2. “given sufficient resources, more can be done” – The New England Journal of Medicine reviewed health reform implementation and called for increased federal support through the MassHealth waiver, still under negotiation. The report’s conclusions are important:
“Health care reform in Massachusetts is not a panacea for the many shortcomings of the health care system…. Having health insurance is not having health care. There are still many difficulties with access to primary care and other services. However, Massachusetts has made some strides, and given sufficient resources, more can be done. This includes identifying and reaching people who are still uninsured and helping them gain coverage, expanding employer-sponsored insurance, and improving the options for part-time employees, for low-paid workers who are offered insurance by their employers but who earn less than 300% of the federal poverty guideline and cannot afford it, and for others with hardship exemptions.
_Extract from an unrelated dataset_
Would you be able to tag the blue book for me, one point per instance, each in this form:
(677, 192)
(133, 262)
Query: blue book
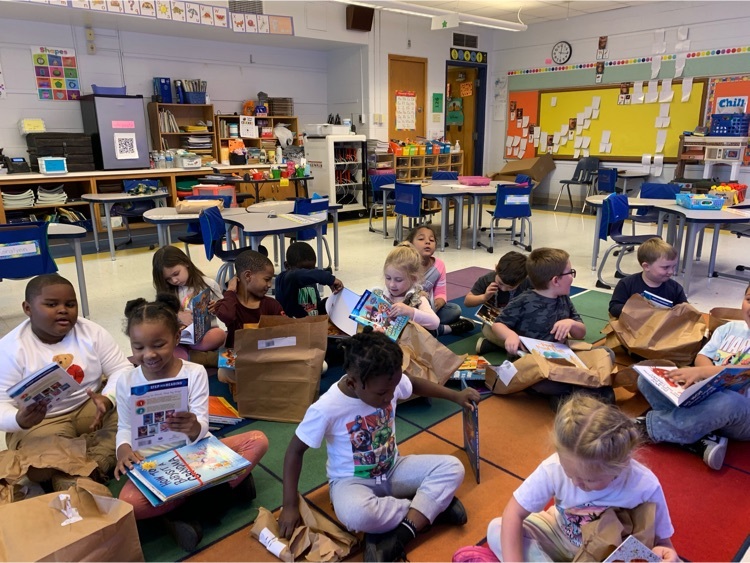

3. “The state made a great commitment, a heroic commitment” – Today’s USA Today pegs a story to the first anniversary of the start of the individual mandate. The lead features a 55-year old woman whose premium went from $422 to $615, which we frankly don’t understand (Commonwealth Choice rates have been erratic at times, but we haven’t seen this much of a jump for adult plans). This is counterbalanced with a woman whose life was saved when her thyroid cancer was treated with state-provided coverage. The story covers budget issues, and features Connector ED Jon Kingsdale making the coverage first, costs second pitch:
“The way to do this is to make the moral commitment to cover everybody,” Kingsdale says. That forces “the political leadership, doctors, hospitals and health insurers to grapple with how to make this affordable. I don’t know any other way to get America to confront this very tough problem.”
4. “we’re already seeing some impressive results” – Finally, DPH Commissioner John Auerbach writes on WBUR’s Commonhealth blog on the public health gains they are measuring as health coverage improves. Higher adult vaccination and colonoscopy rates, and less need for subsidized breast and cervical cancer screenings have been observed. DPH is monitoring health improvements, and expects to have more data later.